Cola wine may seem out of step with French ways, but Sirieix tells The Salt that's because a lot of people have the wrong idea about what those ways really are.
"The puritanical view of French things is not realistic," he says. "We're changing with the times. We have a strong foundation of food and wine, and it gives this perception we don't mix Coca-Cola and red wine, but we do!"
In fact, the wine and cola mix has roots in the Basque region, where it's called kalimotxo, and calls for equal parts of each one.
Lacombe says market research indicates fast-growing demand for such "wine-based aromatized drinks." Of the different aromas that Haussmann Famille tested, "cola was the best mix," he says. "That intrigued many people, and there were curious to taste it."
The thirst for sweeter drinks isn't limited to France. Led by Moscato, sweet wine consumption is up in the U.S., too.
"Think about it: You have wine spritzers, you have Kir Royale, Bellinis, shandy, the Italian spritzers with Aperol and prosecco," says Sirieix. "You have all sorts of champagne cocktails. So what's the difference between [those and] red wine and Coca-Cola? It's about marketing and perception.

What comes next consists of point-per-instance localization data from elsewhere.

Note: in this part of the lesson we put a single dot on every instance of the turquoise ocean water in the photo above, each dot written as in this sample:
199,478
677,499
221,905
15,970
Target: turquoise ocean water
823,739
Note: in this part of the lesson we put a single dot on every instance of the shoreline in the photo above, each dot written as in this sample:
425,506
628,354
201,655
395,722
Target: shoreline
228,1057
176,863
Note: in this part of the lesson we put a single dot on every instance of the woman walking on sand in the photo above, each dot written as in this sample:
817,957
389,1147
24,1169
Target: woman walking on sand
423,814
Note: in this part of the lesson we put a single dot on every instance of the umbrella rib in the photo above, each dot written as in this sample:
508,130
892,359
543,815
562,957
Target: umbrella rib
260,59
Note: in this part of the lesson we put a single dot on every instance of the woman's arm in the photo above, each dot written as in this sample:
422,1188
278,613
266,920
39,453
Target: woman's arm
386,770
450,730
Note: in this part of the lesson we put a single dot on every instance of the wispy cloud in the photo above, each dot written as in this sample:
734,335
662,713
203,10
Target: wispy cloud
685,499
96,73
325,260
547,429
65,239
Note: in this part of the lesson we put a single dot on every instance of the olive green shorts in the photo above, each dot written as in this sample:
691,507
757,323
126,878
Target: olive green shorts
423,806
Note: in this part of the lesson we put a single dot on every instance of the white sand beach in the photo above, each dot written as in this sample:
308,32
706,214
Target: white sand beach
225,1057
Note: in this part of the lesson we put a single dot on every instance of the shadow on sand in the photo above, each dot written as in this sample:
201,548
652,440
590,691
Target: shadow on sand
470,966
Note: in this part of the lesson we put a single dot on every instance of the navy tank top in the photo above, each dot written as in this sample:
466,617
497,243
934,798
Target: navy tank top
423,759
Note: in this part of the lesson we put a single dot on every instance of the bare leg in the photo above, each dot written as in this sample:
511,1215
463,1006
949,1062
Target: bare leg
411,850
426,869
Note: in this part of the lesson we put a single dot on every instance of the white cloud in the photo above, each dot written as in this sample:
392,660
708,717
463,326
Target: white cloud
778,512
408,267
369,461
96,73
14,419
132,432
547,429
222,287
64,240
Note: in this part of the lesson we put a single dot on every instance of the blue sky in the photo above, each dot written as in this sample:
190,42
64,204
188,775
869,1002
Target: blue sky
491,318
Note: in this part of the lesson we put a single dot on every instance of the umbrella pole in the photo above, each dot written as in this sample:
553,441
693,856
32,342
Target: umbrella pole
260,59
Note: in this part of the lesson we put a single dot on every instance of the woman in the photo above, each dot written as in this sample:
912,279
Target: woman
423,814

It's about what we perceive to be acceptable and the sort of snootiness we have about Coca-Cola."
Lacombe insists Rouge Sucette isn't just wine doused with cola, anyway: It is 75 percent wine and contains only the essence of cola, making it perhaps a bit more refined, though with a very similar flavor.
So how does a Frenchman like Sirieix rate it?
"It's refreshing and kind of fun," he says. "I don't think I would buy it, but if I was going to drink it, I would make it myself, because I would feel a bit better about it."